Asked about his vocal influences, Danko lists Hank Williams, Otis Redding, Sam Cooke, Kitty Wells, Patsy Cline, and Muddy Waters, among many others.

Danko's heartfelt style was developed the hard way. He quit school in Simcoe, Ontario, at age 14 and went to work as an apprentice meatcutter. He was still a teenager when he ran away to join Hawkins's rockabilly roustabouts.

Never a prolific songwriter, Danko has co-written some gems over the years. "This Wheel's on Fire," which he wrote with Bob Dylan in 1967, has rolled in its share of royalties -- most recently as the theme music for the British TV series "Absolutely Fabulous."

Danko said there are many old Band songs on which he and the others should have been credited as co-writers, instead of being credited solely to Robbie Robertson.

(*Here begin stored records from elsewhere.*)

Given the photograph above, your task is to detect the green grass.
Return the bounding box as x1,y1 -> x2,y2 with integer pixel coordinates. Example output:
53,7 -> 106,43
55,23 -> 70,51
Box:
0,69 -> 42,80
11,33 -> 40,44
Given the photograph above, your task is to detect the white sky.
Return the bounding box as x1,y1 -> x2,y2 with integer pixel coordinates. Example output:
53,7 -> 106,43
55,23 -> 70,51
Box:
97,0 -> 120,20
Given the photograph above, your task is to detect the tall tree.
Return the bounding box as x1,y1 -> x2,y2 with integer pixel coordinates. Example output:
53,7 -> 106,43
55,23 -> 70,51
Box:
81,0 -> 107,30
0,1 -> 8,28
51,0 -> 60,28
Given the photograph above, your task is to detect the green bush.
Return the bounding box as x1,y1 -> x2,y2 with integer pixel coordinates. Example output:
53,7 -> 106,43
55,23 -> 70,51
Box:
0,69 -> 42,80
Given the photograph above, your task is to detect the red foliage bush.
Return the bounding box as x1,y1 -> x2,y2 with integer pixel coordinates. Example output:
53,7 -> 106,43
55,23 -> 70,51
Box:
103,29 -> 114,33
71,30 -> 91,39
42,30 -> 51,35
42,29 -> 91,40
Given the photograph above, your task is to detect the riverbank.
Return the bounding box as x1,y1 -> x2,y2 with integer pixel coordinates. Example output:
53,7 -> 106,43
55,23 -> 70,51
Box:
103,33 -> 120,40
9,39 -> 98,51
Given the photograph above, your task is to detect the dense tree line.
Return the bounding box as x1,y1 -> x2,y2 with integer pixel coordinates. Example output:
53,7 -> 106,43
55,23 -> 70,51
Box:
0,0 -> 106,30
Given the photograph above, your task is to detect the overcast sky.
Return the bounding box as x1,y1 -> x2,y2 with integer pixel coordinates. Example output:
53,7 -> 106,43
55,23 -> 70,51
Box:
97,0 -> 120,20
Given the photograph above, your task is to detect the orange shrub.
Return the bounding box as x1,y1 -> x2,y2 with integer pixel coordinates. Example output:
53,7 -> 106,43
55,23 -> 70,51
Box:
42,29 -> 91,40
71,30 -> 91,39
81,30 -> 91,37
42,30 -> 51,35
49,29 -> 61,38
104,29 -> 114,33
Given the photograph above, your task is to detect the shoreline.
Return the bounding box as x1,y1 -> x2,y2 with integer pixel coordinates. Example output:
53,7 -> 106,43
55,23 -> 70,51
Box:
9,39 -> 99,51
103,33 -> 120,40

Robertson wrote the group's best-known songs, including "The Weight," "The Night They Drove Old Dixie Down" and "Up on Cripple Creek."

"He'll say he did it all, if you give him the opportunity," Danko said of Robertson. Danko said he empathizes with Mike Love, the Beach Boy who sued bandmate Brian Wilson for withholding songwriting credits on many well-known songs. "Maybe I'll have to end up hiring his lawyer," he laughed.

The surviving original Band members have turned down offers in the millions of dollars to reunite, Danko said. "Money isn't the object anymore. We're not looking for a job."

He strongly disagrees with some critics who have carped that the Band without Robertson is like "Hamlet" without the prince. "Robbie chose to do what he chose to do, and more power to him. I think he's regretted some of those movements, but that's not my problem."

Robertson has released three solo albums as well as some movie soundtracks for Scorsese since leaving the Band.

Danko feels that the "new" Band -- with original members Danko, Helm and Garth Hudson augmented by Ciarlante, Jim Weider and Richard Bell -- is every bit as valid as the "old" Band. "I appreciate the chemistry of the Band over the years and everybody's contribution," he said. "I would like to see that continue for just as long as we can breathe good air."